The problem was to reconcile Maxwell's electrodynamics with Newton's mechanics: this is where special relativity comes in. People like Poincare had already derived some of the equations of SR, but not on the elegant and spare foundation of Einstein: 1) the speed of light is constant in any inertial frame, and 2) the laws of physics should be the same in any inertial frame. The consequences of these axioms are far-reaching; in particular, it appears that space and time are fused together in a "Minkowski spactime" of four dimensions, and can only be disentangled by each observer in his own unique fashion.
Resnick and Halliday, incidentally, is still used on some American campuses as a first-year text -- it's been around for over forty years I think.

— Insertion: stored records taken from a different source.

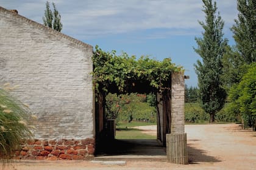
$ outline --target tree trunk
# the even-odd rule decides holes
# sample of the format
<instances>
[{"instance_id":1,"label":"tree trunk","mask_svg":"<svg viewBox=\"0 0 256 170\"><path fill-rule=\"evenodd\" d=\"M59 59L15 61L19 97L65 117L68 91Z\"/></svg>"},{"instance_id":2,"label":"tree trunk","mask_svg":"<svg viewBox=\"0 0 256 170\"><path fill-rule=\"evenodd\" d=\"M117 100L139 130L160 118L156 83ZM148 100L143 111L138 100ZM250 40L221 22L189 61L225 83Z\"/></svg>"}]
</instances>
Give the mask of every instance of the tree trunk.
<instances>
[{"instance_id":1,"label":"tree trunk","mask_svg":"<svg viewBox=\"0 0 256 170\"><path fill-rule=\"evenodd\" d=\"M215 121L215 114L213 114L213 113L210 114L210 123L213 123L214 121Z\"/></svg>"}]
</instances>

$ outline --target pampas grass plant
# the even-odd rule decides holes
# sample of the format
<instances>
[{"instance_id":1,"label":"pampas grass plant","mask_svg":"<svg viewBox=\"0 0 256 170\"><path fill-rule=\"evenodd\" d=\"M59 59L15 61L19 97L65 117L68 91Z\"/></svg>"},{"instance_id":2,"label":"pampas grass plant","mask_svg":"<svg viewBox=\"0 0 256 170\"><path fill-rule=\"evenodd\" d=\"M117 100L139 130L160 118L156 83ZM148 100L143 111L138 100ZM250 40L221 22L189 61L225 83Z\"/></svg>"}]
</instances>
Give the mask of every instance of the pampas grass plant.
<instances>
[{"instance_id":1,"label":"pampas grass plant","mask_svg":"<svg viewBox=\"0 0 256 170\"><path fill-rule=\"evenodd\" d=\"M0 87L0 160L9 162L20 144L32 136L29 110ZM1 167L0 167L1 168Z\"/></svg>"}]
</instances>

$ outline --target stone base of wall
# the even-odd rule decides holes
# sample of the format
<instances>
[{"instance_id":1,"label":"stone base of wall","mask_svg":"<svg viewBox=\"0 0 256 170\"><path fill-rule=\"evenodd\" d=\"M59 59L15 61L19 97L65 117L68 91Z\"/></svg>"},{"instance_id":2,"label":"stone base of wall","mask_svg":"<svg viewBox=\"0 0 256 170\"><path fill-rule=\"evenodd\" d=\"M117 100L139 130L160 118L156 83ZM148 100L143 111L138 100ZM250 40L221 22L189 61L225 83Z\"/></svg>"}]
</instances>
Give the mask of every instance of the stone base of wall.
<instances>
[{"instance_id":1,"label":"stone base of wall","mask_svg":"<svg viewBox=\"0 0 256 170\"><path fill-rule=\"evenodd\" d=\"M95 140L31 140L16 151L16 160L91 160L94 157Z\"/></svg>"}]
</instances>

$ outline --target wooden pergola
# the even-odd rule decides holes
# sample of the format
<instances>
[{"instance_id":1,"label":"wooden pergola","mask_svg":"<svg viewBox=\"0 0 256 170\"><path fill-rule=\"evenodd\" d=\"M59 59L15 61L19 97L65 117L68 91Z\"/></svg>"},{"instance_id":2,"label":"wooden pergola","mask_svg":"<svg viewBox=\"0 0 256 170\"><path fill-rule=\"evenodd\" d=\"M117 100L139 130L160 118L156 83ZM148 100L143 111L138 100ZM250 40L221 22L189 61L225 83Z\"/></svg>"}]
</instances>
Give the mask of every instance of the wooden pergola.
<instances>
[{"instance_id":1,"label":"wooden pergola","mask_svg":"<svg viewBox=\"0 0 256 170\"><path fill-rule=\"evenodd\" d=\"M185 78L183 72L173 73L170 82L164 87L152 89L149 83L143 81L130 81L124 90L125 93L154 93L157 98L157 140L166 146L168 160L175 163L187 164L187 134L185 133ZM108 92L120 93L115 85L108 87ZM97 143L104 141L107 136L104 107L105 92L100 90L95 106L95 129ZM167 141L167 142L166 142Z\"/></svg>"}]
</instances>

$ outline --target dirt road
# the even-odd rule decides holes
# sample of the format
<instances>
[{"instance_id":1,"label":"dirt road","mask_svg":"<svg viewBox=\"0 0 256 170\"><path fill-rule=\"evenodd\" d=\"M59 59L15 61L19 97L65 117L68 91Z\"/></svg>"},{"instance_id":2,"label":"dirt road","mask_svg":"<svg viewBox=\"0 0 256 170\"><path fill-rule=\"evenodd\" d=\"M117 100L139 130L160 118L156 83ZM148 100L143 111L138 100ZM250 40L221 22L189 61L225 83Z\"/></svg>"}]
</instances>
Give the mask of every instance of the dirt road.
<instances>
[{"instance_id":1,"label":"dirt road","mask_svg":"<svg viewBox=\"0 0 256 170\"><path fill-rule=\"evenodd\" d=\"M153 134L155 126L145 133ZM154 131L155 131L154 132ZM256 132L242 130L238 124L186 125L189 160L191 164L127 161L126 165L102 165L90 162L21 162L17 170L57 169L256 169Z\"/></svg>"}]
</instances>

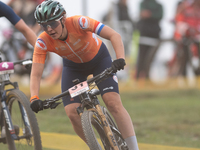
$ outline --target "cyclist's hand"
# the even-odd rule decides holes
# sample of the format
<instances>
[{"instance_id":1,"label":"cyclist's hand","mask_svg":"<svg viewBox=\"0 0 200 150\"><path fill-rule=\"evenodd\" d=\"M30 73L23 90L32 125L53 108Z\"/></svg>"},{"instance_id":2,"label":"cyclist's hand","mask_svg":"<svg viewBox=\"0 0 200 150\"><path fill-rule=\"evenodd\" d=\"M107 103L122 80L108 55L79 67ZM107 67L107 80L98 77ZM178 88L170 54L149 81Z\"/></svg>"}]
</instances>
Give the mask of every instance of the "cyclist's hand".
<instances>
[{"instance_id":1,"label":"cyclist's hand","mask_svg":"<svg viewBox=\"0 0 200 150\"><path fill-rule=\"evenodd\" d=\"M32 111L38 113L38 111L43 110L43 102L40 99L33 98L31 99L31 105L30 105Z\"/></svg>"},{"instance_id":2,"label":"cyclist's hand","mask_svg":"<svg viewBox=\"0 0 200 150\"><path fill-rule=\"evenodd\" d=\"M123 70L124 69L124 66L126 65L126 62L123 58L120 58L120 59L116 59L112 62L112 69L113 69L113 72L116 73L117 70Z\"/></svg>"}]
</instances>

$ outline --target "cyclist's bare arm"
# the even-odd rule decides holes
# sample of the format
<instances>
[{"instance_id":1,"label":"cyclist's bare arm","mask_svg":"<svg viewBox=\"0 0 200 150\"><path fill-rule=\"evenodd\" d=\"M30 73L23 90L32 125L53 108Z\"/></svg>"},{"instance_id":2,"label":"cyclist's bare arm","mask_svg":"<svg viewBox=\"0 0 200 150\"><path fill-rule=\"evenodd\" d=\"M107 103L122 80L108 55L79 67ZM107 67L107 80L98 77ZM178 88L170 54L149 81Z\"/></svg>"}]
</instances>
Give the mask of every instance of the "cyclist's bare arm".
<instances>
[{"instance_id":1,"label":"cyclist's bare arm","mask_svg":"<svg viewBox=\"0 0 200 150\"><path fill-rule=\"evenodd\" d=\"M37 36L22 19L17 22L15 28L17 28L25 36L27 41L34 47Z\"/></svg>"},{"instance_id":2,"label":"cyclist's bare arm","mask_svg":"<svg viewBox=\"0 0 200 150\"><path fill-rule=\"evenodd\" d=\"M30 78L30 91L32 96L39 96L40 90L40 80L42 77L42 73L44 70L44 64L41 63L33 63L31 70L31 78Z\"/></svg>"},{"instance_id":3,"label":"cyclist's bare arm","mask_svg":"<svg viewBox=\"0 0 200 150\"><path fill-rule=\"evenodd\" d=\"M100 32L100 36L111 41L117 59L125 59L124 45L121 39L121 35L119 33L108 26L104 26Z\"/></svg>"}]
</instances>

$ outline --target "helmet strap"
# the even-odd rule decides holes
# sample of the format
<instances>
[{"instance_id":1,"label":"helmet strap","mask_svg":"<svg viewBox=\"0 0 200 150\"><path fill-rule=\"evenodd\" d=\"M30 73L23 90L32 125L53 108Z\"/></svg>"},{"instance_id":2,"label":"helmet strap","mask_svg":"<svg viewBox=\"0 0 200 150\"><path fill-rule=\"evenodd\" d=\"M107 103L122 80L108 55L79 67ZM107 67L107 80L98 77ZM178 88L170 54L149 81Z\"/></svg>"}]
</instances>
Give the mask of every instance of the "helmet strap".
<instances>
[{"instance_id":1,"label":"helmet strap","mask_svg":"<svg viewBox=\"0 0 200 150\"><path fill-rule=\"evenodd\" d=\"M63 34L64 24L62 23L61 20L60 20L60 23L61 23L61 25L62 25L62 34ZM60 37L62 36L62 34L60 35ZM60 37L59 37L59 38L60 38ZM64 39L62 39L62 41L65 41L65 40L67 39L67 37L68 37L68 34L66 35L66 37L65 37Z\"/></svg>"}]
</instances>

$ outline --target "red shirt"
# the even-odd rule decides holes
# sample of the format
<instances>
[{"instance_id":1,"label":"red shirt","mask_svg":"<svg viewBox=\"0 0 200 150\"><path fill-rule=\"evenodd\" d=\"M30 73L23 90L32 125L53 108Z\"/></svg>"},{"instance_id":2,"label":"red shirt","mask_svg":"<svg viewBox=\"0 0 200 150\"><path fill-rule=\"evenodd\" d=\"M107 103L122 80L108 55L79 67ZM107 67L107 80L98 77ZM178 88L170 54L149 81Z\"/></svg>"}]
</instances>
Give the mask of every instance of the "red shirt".
<instances>
[{"instance_id":1,"label":"red shirt","mask_svg":"<svg viewBox=\"0 0 200 150\"><path fill-rule=\"evenodd\" d=\"M188 29L194 31L194 36L200 33L200 8L190 5L176 16L175 39L180 39Z\"/></svg>"}]
</instances>

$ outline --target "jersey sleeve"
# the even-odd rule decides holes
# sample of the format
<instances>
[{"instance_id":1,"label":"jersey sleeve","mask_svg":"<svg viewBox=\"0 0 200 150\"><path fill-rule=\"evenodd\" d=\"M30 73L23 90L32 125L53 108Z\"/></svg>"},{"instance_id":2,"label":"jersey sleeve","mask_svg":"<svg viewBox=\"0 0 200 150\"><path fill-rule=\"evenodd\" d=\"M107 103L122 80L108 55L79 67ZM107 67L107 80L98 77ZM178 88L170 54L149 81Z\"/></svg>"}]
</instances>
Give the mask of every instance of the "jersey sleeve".
<instances>
[{"instance_id":1,"label":"jersey sleeve","mask_svg":"<svg viewBox=\"0 0 200 150\"><path fill-rule=\"evenodd\" d=\"M86 16L76 16L73 18L73 23L74 25L82 31L90 31L93 33L96 33L97 35L100 34L101 30L103 29L103 27L105 26L103 23L86 17Z\"/></svg>"},{"instance_id":2,"label":"jersey sleeve","mask_svg":"<svg viewBox=\"0 0 200 150\"><path fill-rule=\"evenodd\" d=\"M0 17L6 17L13 25L21 19L13 9L0 1Z\"/></svg>"},{"instance_id":3,"label":"jersey sleeve","mask_svg":"<svg viewBox=\"0 0 200 150\"><path fill-rule=\"evenodd\" d=\"M50 45L48 39L45 37L45 33L43 32L38 38L34 46L33 52L33 62L34 63L45 63L46 54L48 49L50 49Z\"/></svg>"}]
</instances>

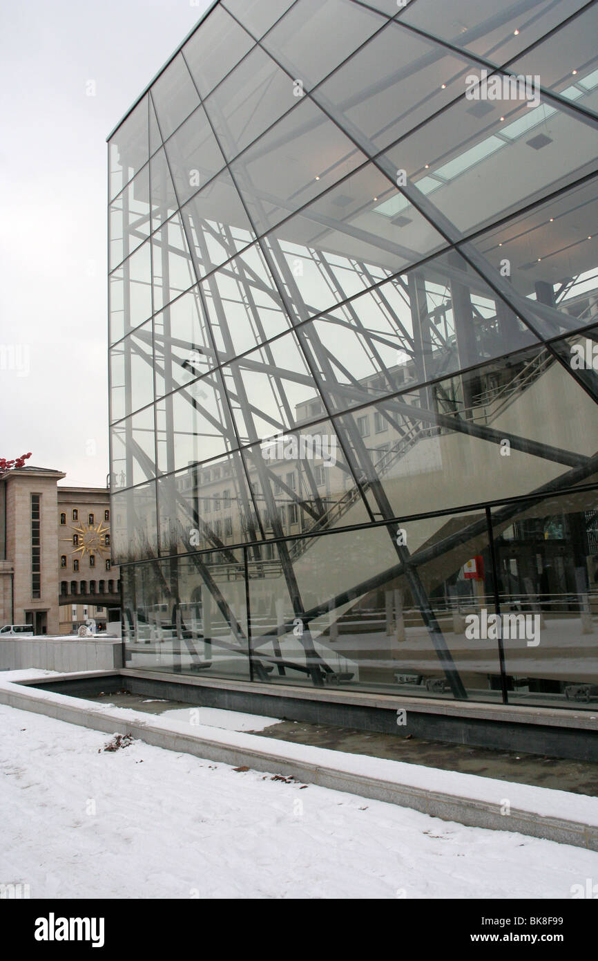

You're right, the word "confront" is not accurate. I wanted to mean the
fact that Newtonian mechanics can't explain the electromagnetic phenomena and the highspeed mechanics. The first is due to the lack of the concept of electromagnetism in classical Newtonian mechanics, Newton stated that light was a stream of particles, and particles are matter. Fresnell and Maxwell turned down partially this statement; actually, Fresnell had to demonstrate with a experiment before regarded scientists that light behaves as a wave. However, none of those theories are absolutely right, nowadays it´s accepted that light is both a stream of particles (photons) and a wave. Something similar happens with electrons, a problem that Niels Bohr found when elaborating his atomic model. Bohr also found problems of energy conservation, because according to Newtonian mechanics, electrons should fall towards the atom nuclei, and they don't. This doesn't mean that Newton was a fool, all the contrary, he was a genius indeed, his theories are particular cases of quantum and relativity physics (those theories are a consequence of studies on Newtonian mechanics also).
And if Halliday-Resnick is used today as a first year book in many campuses around the world, it's because it's an excellent book, it leaves a perfect base of knowledge and is clear and accurate in every lesson, at least according to my personal experience.
Another interesting fact about Einstein: when he was trying to demonstrate a statement or a formula (I don't remember which now), he realised that it wouldn't be possible if you consider that the Universe grows, so he just "declared" that the Universe doesn't grow, that it's invariable, thus "confirming" his supositions. Edwin Hubble demonstrated the contrary, the Universe does grow, and lead to the Big Bang theory.

hermeticist
Saturday, December 30th, 2006, 10:20 PM
<snip> However, none of those theories are absolutely right, nowadays it´s accepted that light is both a stream of particles (photons) and a wave. Something similar happens with electrons, a problem that Niels Bohr found when elaborating his atomic model. Bohr also found problems of energy conservation, because according to Newtonian mechanics, electrons should fall towards the atom nuclei, and they don't.

Yes, quite. As you know, we call this "wave-particle duality" and it lies at the foundation of modern physics.


Another interesting fact about Einstein: when he was trying to demonstrate a statement or a formula (I don't remember which now), he realised that it wouldn't be possible if you consider that the Universe grows, so he just "declared" that the Universe doesn't grow, that it's invariable, thus "confirming" his supositions. Edwin Hubble demonstrated the contrary, the Universe does grow, and lead to the Big Bang theory.

Yes, Einstein added a constant to one of his GR equations so that it would explain a steady-state universe: something which he ever afterwards deeply regretted doing. General relativity (untampered) predicts an expanding universe (expansion is empirically corroborated by red shift among receding galaxies).